Processing a gzipped csv-file by line-by-line
Laeeth Isharc via Digitalmars-d-learn
digitalmars-d-learn at puremagic.com
Thu May 11 21:51:14 PDT 2017
On Friday, 12 May 2017 at 00:18:47 UTC, H. S. Teoh wrote:
> On Wed, May 10, 2017 at 11:40:08PM +0000, Jesse Phillips via
> Digitalmars-d-learn wrote: [...]
>> H.S. Teoh mentioned fastcsv but requires all the data to be in
>> memory.
>
> Or you could use std.mmfile. But if it's decompressed data,
> then it would still need to be small enough to fit in memory.

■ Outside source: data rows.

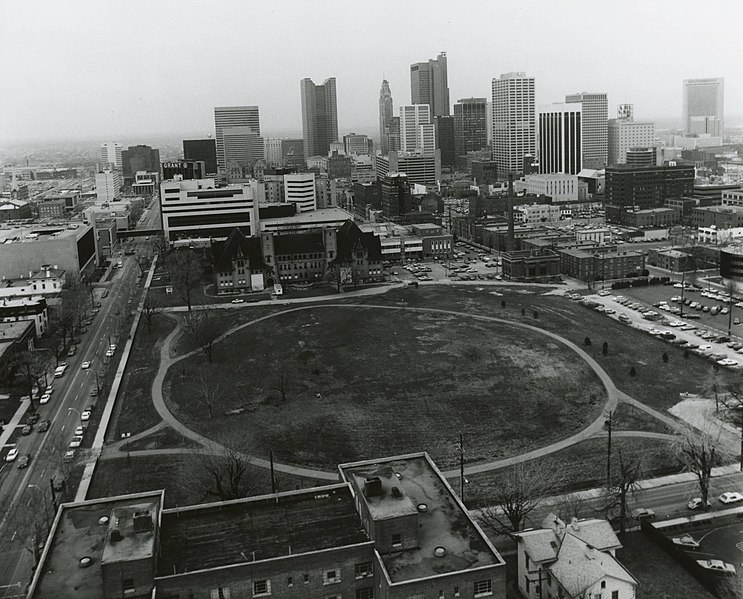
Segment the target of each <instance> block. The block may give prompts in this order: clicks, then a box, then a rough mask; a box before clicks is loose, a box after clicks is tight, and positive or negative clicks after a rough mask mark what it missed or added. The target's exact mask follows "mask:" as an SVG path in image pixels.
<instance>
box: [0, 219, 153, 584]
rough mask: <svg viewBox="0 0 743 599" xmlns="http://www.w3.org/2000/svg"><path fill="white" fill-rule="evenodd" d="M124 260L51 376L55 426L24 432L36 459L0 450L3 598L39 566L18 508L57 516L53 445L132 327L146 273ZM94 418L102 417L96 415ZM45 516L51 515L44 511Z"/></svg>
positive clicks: (2, 580) (47, 411) (19, 448)
mask: <svg viewBox="0 0 743 599" xmlns="http://www.w3.org/2000/svg"><path fill="white" fill-rule="evenodd" d="M139 226H140V227H141V228H151V227H157V226H159V215H158V212H157V210H150V211H149V212H148V214H147V215H146V217H145V218H144V219H143V220H142V221H141V222H140V224H139ZM125 245H126V247H127V249H128V248H129V247H131V248H133V249H136V253H138V254H141V255H146V254H149V253H150V250H149V246H150V242H149V241H148V240H146V239H144V238H137V239H135V240H133V241H130V242H127V243H126V244H125ZM119 253H120V254H121V252H119ZM121 259H122V260H123V267H122V268H117V269H113V273H112V276H111V278H110V280H109V286H108V288H107V289H108V297H106V298H105V299H104V298H101V295H102V293H103V291H104V290H103V289H102V288H100V287H96V288H95V290H96V291H95V301H96V302H100V304H101V307H100V311H99V313H98V314H96V315H95V316H94V318H93V322H92V323H91V325H90V326H88V327H87V332H86V333H84V334H82V335H80V337H81V342H80V344H79V345H78V348H77V353H76V355H75V356H74V357H68V358H66V360H67V363H68V368H67V371H66V372H65V374H64V376H63V377H61V378H57V379H52V378H50V381H52V380H53V383H54V392H53V393H52V398H51V400H50V401H49V403H47V404H45V405H42V406H40V408H39V414H40V416H41V420H46V419H48V420H51V426H50V428H49V430H48V431H47V432H43V433H40V432H38V431H37V430H36V428H34V430H33V431H32V432H31V434H30V435H28V436H21V437H19V440H18V443H17V447H18V449H19V450H20V453H21V454H28V455H30V458H31V459H30V463H29V466H28V468H25V469H19V468H17V467H16V463H15V462H9V463H8V462H5V455H6V454H7V452H8V450H9V449H10V447H4V448H2V450H0V460H2V461H0V505H3V506H4V507H5V506H7V509H5V511H4V512H3V514H2V520H0V547H1V548H2V550H0V598H10V597H19V596H25V594H24V593H23V590H24V589H25V585H26V584H27V583H28V581H29V580H30V576H31V569H32V567H33V558H32V554H31V552H30V551H28V549H27V548H28V547H29V546H30V545H29V544H28V542H27V539H26V538H25V536H24V532H23V531H20V530H19V529H18V528H17V527H15V526H14V524H15V522H16V519H15V518H12V517H11V516H12V514H13V513H14V511H15V510H16V508H18V509H20V510H23V509H24V508H25V509H34V508H36V509H38V506H42V507H47V508H48V509H49V522H51V521H52V519H53V516H52V512H53V508H52V494H51V485H50V479H51V478H52V477H53V476H54V475H55V472H56V470H57V469H58V467H59V460H58V459H57V460H56V462H55V461H54V459H53V458H52V457H51V455H52V453H53V451H52V448H53V446H54V445H61V446H62V447H63V448H65V449H66V448H67V445H68V444H69V442H70V441H71V439H72V437H73V436H74V430H75V428H76V427H77V426H79V425H80V424H81V420H80V414H81V413H82V412H83V411H84V410H85V408H86V407H88V406H91V405H94V404H95V401H94V400H95V399H96V398H93V397H91V390H93V389H94V388H95V387H96V385H97V384H98V383H101V382H102V380H101V377H102V376H103V375H102V374H101V372H102V367H103V366H104V360H106V356H105V353H106V350H107V349H108V347H109V345H110V343H117V345H118V346H119V347H118V348H117V352H116V353H115V354H114V357H113V358H111V364H110V365H109V367H113V366H114V365H115V363H116V362H117V361H118V359H119V357H120V351H121V346H123V342H122V340H121V339H118V338H117V335H118V334H119V331H121V330H124V331H126V330H128V327H126V325H125V323H126V320H125V318H126V313H127V311H128V310H130V309H131V307H130V304H129V300H130V299H131V298H132V297H133V296H135V295H138V294H139V292H140V288H139V287H138V286H137V284H136V278H137V276H138V275H139V274H140V271H139V266H138V265H137V262H136V259H137V256H127V257H124V256H121ZM115 262H116V260H115V259H114V263H115ZM124 334H126V333H124ZM84 361H88V362H90V364H91V365H90V368H88V369H86V370H83V369H82V368H81V365H82V363H83V362H84ZM97 399H98V406H97V407H96V411H99V410H100V409H101V407H102V406H101V404H102V403H103V402H104V401H105V400H106V399H107V398H106V397H105V396H101V397H98V398H97ZM93 420H94V421H96V419H95V418H93ZM23 421H25V417H24V418H23V419H22V422H23ZM94 435H95V431H94V430H86V431H85V435H84V436H85V438H86V439H88V440H91V439H92V438H93V437H94ZM88 446H89V442H88ZM85 451H86V450H85V449H78V450H77V452H78V455H77V456H76V461H79V459H80V458H81V457H83V456H84V452H85ZM75 486H76V485H75ZM38 494H41V495H38ZM34 495H36V497H34ZM8 500H10V502H11V503H10V506H8V505H7V501H8ZM41 519H42V520H45V518H44V516H42V517H41ZM18 585H20V586H18Z"/></svg>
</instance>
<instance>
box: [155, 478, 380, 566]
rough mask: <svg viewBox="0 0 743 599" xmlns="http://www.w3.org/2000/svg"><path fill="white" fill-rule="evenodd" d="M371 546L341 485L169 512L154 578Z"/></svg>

> Well, in theory you *could* use an anonymous mapping for
> std.mmfile as an OS-backed virtual memory buffer to decompress
> into, but it's questionable whether that's really worth the
> effort.
>
>
>> If you can get the zip to decompress into a range of dchar
>> then std.csv will work with it. It is by far not the fastest,
>> but much speed is lost since it supports input ranges and
>> doesn't specialize on any other range type.
>
> I actually spent some time today to look into whether fastcsv
> can possibly be made to work with general input ranges as long
> as they support slicing... and immediately ran into the
> infamous autodecoding issue: strings are not random-access
> ranges because of autodecoding, so it would require either
> extensive code surgery to make it work, or ugly hacks to bypass
> autodecoding. I'm quite tempted to attempt the latter, in
> fact, but not now since it's getting busier at work and I don't
> have that much free time to spend on a major refactoring of
> fastcsv.
>
> Alternatively, I could possibly hack together a version of
> fastcsv that took a range of const(char)[] as input (rather
> than a single string), so that, in theory, it could handle
> arbitrarily large input files as long as the caller can provide
> a range of data blocks, e.g., File.byChunk, or in this
> particular case, a range of decompressed data blocks from
> whatever decompressor is used to extract the data. As long as
> you consume the individual rows without storing references to
> them indefinitely (don't try to make an array of the entire
> dataset), fastcsv's optimizations should still work, since
> unreferenced blocks will eventually get cleaned up by the GC
> when memory runs low.
>
>
> T
I hacked your code to work with std.experimental.allocator. If I
remember it was a fair bit faster for my use. Let me know if you
would like me to tidy up into a pull request.
Thanks for the library.
Also - sent you an email. Not sure if you got it.